During these years, most of our political activists have refrained from identifying and limited their goals while at the same time providing the least amount of resistance or costs for them. A brief review of these events reveals that the various pro-democracy movements have called on for large goals, such as changes in the constitution, through very small steps and sacrifices such as few-hour sit-ins. It cannot escape notice that even these movements had ended after small gestures of conciliation or mediation. In some cases the participants or organizers themselves decided to end their measures without getting anything in return and without any explanations to the public. In the most optimistic scenarios, the rise in “realism” has been through the change from unlimited goals to small specific goals. But resistance has remained limited, still no results were attained. This is when the international movements for reform have proven that the attainment of even the smallest goals would not be possible unless there was potential for unlimited resistance. For example women’s right for medical education as a specific goal has had the long organized struggle for many years by people did not refrain from expending all kinds of social and economic costs.
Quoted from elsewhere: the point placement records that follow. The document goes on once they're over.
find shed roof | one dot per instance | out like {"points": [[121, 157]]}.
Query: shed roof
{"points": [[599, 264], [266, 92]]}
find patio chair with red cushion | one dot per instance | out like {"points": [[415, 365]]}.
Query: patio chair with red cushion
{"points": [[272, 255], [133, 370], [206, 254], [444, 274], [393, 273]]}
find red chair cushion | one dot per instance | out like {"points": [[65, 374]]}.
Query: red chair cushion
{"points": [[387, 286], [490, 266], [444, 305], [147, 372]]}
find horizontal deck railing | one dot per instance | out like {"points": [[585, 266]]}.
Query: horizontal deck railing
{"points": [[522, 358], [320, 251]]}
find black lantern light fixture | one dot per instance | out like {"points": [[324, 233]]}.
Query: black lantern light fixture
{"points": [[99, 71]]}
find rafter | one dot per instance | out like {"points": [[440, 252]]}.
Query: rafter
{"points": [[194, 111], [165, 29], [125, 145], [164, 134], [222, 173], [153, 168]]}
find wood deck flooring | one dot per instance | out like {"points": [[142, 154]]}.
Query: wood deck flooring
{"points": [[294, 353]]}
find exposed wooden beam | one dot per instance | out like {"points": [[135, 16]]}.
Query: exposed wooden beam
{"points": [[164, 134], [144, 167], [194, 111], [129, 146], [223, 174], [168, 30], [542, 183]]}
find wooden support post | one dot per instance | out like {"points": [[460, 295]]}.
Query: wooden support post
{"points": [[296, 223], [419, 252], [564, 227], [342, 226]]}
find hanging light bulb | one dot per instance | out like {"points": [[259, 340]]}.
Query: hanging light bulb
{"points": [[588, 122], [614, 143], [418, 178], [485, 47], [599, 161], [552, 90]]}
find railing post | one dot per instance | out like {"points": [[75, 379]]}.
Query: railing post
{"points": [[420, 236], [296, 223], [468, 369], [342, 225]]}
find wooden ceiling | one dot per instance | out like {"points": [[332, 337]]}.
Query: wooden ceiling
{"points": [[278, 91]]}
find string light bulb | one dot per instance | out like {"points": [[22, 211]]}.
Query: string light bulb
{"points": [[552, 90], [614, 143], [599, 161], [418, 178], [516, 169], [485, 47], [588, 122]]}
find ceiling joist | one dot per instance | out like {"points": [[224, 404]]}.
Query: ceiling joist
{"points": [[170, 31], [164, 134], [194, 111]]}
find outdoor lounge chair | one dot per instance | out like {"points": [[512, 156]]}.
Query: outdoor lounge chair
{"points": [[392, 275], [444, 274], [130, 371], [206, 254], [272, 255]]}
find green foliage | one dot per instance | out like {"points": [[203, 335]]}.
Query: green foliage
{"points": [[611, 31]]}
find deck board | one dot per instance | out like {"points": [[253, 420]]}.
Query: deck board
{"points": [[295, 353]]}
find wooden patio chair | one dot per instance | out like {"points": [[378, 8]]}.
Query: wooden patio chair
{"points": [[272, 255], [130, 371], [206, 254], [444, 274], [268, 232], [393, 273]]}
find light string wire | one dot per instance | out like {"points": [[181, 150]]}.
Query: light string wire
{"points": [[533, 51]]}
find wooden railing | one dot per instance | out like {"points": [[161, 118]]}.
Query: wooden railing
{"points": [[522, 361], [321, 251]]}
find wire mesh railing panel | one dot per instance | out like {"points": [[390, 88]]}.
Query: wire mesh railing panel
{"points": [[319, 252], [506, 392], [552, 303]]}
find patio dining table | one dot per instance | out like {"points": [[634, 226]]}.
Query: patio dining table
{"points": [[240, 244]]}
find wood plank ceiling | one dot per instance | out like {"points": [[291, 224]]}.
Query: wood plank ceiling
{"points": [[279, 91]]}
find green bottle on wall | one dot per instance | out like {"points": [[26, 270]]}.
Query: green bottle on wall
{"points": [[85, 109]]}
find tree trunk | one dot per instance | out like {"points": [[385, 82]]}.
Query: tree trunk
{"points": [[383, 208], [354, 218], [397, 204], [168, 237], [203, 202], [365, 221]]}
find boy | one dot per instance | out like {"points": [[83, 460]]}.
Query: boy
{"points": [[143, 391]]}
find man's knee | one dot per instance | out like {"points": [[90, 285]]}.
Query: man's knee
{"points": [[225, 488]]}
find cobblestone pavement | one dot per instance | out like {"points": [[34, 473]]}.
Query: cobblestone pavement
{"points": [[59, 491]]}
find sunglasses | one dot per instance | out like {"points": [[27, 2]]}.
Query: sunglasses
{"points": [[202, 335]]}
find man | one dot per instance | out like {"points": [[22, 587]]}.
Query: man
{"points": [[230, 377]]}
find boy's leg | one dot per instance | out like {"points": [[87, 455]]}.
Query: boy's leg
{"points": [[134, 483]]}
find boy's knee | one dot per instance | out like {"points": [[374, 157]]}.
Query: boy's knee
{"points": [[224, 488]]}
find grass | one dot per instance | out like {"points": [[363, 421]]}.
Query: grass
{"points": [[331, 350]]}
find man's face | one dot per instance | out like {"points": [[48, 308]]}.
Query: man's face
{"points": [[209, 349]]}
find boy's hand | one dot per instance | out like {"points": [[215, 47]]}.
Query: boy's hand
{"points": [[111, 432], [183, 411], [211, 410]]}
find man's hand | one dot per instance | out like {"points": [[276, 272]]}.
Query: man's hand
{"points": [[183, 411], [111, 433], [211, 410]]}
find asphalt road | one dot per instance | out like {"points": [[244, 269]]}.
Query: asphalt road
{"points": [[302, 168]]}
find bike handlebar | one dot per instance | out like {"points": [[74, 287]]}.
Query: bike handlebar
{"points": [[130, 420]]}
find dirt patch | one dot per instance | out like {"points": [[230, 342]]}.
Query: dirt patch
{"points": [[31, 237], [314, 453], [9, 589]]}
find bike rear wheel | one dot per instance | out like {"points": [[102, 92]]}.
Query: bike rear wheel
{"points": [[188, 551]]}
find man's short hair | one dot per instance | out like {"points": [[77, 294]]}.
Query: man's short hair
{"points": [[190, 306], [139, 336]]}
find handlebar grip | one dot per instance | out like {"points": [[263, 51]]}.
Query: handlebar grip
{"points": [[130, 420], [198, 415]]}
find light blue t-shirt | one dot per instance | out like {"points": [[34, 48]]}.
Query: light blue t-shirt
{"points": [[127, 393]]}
On contrast, in our inciteful and impatient society even discussing the various options open to a specific goal is considered unacceptable. So the reality is that work towards big goals through small means or their potential, does not produce results.

So while since the end of the presidential elections, the question of “what needs to be done now” looms strong among political activist, Ganji’s example provides some solutions. Even though what Ganji did and accomplished was only one man’s action, it can bring many on board if understood. If the strategy of unlimited resistance for limited goals is pursued by civil society institutions, changes in society can be come reality.

This strategy can even work for limited professional goals or the demands for amending a particular law or clause. This has been a missing loop in Iran’s pro-democracy movement.